Der Ausschuss wird kaum Schwierigkeiten haben, zu einem Urteil über den Leistungsskandal zu gelangen. Das Bild wird nicht nur durch zahlreiche bereits veröffentlichte Berichte bestätigt; Das harte Urteil wird politisch von links bis rechts geteilt.
„Mängel“ im Gesetz
In den letzten Wochen hat der Skandal an Substanz gewonnen. So wiesen Beamte und Politiker immer wieder auf „Mängel“ im Gesetz von 2005 hin, die dazu führten, dass bei geringfügigen Fehlern die gesamte Entschädigung zurückgefordert werden müsse. In seiner Vernehmung verwies Mark Rutte sogar auf ein Gesetz aus dem Jahr 1996. Ein Rückblick in die Vergangenheit kann manchmal eine Möglichkeit sein, die eigene Verantwortung zu nuancieren, aber alles deutet darauf hin, dass die Wurzeln der Missbräuche tatsächlich weit zurückreichen.
Es stellte sich häufig heraus, dass Beamte unter „hohem politischen Druck“ die Konsequenzen für die Bürger nicht mehr sahen.

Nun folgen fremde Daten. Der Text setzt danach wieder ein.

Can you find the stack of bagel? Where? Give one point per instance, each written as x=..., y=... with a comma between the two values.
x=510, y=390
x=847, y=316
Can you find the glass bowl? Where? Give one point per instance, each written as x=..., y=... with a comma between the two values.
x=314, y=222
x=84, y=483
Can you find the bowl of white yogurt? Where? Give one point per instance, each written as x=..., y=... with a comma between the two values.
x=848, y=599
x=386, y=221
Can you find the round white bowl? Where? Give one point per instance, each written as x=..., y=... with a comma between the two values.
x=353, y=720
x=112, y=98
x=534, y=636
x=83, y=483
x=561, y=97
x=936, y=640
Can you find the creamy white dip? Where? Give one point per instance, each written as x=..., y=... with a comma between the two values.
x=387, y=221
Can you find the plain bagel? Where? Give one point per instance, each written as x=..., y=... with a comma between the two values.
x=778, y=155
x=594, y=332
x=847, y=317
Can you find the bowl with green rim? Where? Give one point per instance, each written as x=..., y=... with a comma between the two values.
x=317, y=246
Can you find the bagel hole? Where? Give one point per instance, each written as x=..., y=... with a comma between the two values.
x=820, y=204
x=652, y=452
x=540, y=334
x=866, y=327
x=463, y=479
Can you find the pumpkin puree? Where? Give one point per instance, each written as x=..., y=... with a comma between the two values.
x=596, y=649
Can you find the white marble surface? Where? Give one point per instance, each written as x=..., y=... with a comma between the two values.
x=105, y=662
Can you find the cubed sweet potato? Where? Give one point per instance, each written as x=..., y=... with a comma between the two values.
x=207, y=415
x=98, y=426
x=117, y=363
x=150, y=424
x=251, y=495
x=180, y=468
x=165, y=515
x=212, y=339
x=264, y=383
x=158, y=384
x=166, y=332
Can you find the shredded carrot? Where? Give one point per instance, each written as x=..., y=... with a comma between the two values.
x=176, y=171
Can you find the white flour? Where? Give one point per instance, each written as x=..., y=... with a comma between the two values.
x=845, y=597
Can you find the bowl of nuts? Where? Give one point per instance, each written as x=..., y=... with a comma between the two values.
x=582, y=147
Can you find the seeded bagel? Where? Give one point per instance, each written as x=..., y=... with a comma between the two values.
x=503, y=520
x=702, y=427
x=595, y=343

Zum Beispiel rund um die Erstellung eines Datenmodells, das das Betrugsrisiko unter anderem anhand der Nationalität vorhersagte. Es wurde innerhalb von drei Tagen nach gesellschaftlichem Aufruhr wegen eines Betrugsskandals eingerichtet, getestet und eingeführt; Später stellte sich heraus, dass es illegal und diskriminierend war.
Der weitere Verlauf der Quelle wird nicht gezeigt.